A new study concluded the most commonly consumed vitamin and mineral supplements do not help in preventing various diseases.

 

Published Monday in the Journal of the American College of Cardiology, the findings were based on a study of trials conducted from January 2012 to October 2017 and found vitamin D, calcium and vitamin C did not help in preventing cardiovascular disease, heart attack, stroke or premature death. Although a 1993 study linked vitamin E to a lower risk of coronary heart disease, this study showed various other vitamins do not benefit patients but do no harm either, according to lead author Dr. David Jenkins.

Jenkins says it was surprising vitamin D, in particular, does nothing for lengthening or shortening one’s lifespan, nor does vitamin C.
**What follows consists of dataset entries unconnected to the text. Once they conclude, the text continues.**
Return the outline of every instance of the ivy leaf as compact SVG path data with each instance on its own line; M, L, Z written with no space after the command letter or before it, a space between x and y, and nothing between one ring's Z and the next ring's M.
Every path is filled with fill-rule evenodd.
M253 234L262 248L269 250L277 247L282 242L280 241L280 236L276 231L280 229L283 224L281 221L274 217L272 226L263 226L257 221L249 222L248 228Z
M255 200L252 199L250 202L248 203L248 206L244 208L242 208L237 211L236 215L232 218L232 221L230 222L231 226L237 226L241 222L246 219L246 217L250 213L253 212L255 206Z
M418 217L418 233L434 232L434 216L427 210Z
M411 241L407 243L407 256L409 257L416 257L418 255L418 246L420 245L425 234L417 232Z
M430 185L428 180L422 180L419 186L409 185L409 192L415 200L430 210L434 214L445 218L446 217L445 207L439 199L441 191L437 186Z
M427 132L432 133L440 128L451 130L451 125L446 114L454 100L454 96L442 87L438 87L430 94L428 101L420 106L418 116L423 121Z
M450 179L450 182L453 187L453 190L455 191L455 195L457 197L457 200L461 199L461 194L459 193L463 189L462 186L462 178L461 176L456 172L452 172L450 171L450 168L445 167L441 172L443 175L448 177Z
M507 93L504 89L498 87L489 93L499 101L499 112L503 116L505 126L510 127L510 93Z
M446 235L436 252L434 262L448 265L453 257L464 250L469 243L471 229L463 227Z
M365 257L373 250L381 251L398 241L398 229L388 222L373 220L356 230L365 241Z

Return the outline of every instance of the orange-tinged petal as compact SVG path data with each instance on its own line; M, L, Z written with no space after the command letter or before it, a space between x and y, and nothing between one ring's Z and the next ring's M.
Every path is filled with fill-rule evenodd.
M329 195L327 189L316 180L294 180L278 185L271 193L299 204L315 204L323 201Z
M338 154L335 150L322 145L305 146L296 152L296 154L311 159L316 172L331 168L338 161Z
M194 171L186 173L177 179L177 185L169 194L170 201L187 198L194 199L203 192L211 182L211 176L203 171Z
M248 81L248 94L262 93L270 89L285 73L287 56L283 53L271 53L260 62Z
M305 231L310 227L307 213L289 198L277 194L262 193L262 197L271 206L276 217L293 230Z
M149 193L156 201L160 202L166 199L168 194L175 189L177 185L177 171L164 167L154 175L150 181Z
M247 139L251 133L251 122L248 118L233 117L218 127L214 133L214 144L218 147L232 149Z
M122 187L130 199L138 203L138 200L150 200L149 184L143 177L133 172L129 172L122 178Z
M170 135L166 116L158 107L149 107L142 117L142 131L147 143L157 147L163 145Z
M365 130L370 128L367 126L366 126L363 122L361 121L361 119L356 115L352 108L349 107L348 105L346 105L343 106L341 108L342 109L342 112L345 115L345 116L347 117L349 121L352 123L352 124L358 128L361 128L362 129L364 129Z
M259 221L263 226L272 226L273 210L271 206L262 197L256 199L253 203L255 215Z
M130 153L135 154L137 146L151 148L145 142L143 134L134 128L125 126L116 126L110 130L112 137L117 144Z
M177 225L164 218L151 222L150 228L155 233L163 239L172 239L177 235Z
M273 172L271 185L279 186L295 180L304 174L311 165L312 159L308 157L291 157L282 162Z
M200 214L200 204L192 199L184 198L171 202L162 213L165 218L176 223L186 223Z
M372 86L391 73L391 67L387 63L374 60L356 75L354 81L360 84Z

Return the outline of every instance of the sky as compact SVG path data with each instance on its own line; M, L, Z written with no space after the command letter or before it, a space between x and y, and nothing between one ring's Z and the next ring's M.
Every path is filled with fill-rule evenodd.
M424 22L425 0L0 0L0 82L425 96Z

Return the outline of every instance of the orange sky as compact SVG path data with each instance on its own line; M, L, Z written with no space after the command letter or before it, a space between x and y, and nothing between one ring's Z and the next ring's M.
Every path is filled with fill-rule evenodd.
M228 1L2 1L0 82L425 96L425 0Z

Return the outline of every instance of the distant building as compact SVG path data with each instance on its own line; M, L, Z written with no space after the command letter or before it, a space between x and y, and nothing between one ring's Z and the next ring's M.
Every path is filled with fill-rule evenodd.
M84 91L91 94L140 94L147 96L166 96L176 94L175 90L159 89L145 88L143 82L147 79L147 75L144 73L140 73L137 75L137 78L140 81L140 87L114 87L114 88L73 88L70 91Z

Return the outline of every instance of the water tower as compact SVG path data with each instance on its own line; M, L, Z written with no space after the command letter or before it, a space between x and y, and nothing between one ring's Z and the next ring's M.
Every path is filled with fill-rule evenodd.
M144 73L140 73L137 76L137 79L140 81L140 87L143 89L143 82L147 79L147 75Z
“We looked at whether vitamins are good for cardiovascular disease and all-cause mortality,” Jenkins says. “We asked whether micronutrients could shorten or lengthen your life. But we didn’t look into vitamin C in attenuating colds – which it probably does.”

Of the vitamins analyzed were vitamins A, B1, B2, B3 (niacin), B6, B9 (folic acid), C, D and E, as well as beta carotene, calcium, iron, zinc, magnesium and selenium, according to the study. The term multivitamin “has been used to denote the use of supplements that include most vitamins and minerals.” The study confirmed folic acid and B vitamins “seem to prevent stroke, possibly if you’re deficient,” Jenkins says, referencing a previous study conducted in China. On the other hand, niacin and antioxidants showed a very small effect on mortality from any cause.

For people who are not vitamin deficient, the old adage that one should eat their fruits and vegetables every day has proven true. According to Marion Nestle, nutrition, food studies and public health professor at New York University, a healthy diet contains enough vitamins and provides them in the right proportions for good health.

“Vitamin supplements are powerful placebos,” Nestle says. “People feel better when they take supplements in the belief that taking more vitamins will improve health. Most evidence shows that they do not.”

If a physician recommends supplements or vitamins to a patient who is deficient, they shouldn’t refrain from taking them. But a diet with fruits, vegetables, legumes and nuts contains a lot of the nutrition the average person needs, according to Jenkins, and supplements are, more often than not, unnecessary.

“I don’t want people to say, ‘I can take supplements instead of a good diet,'” Jenkins says. “Supplements are not the answer for a good diet.”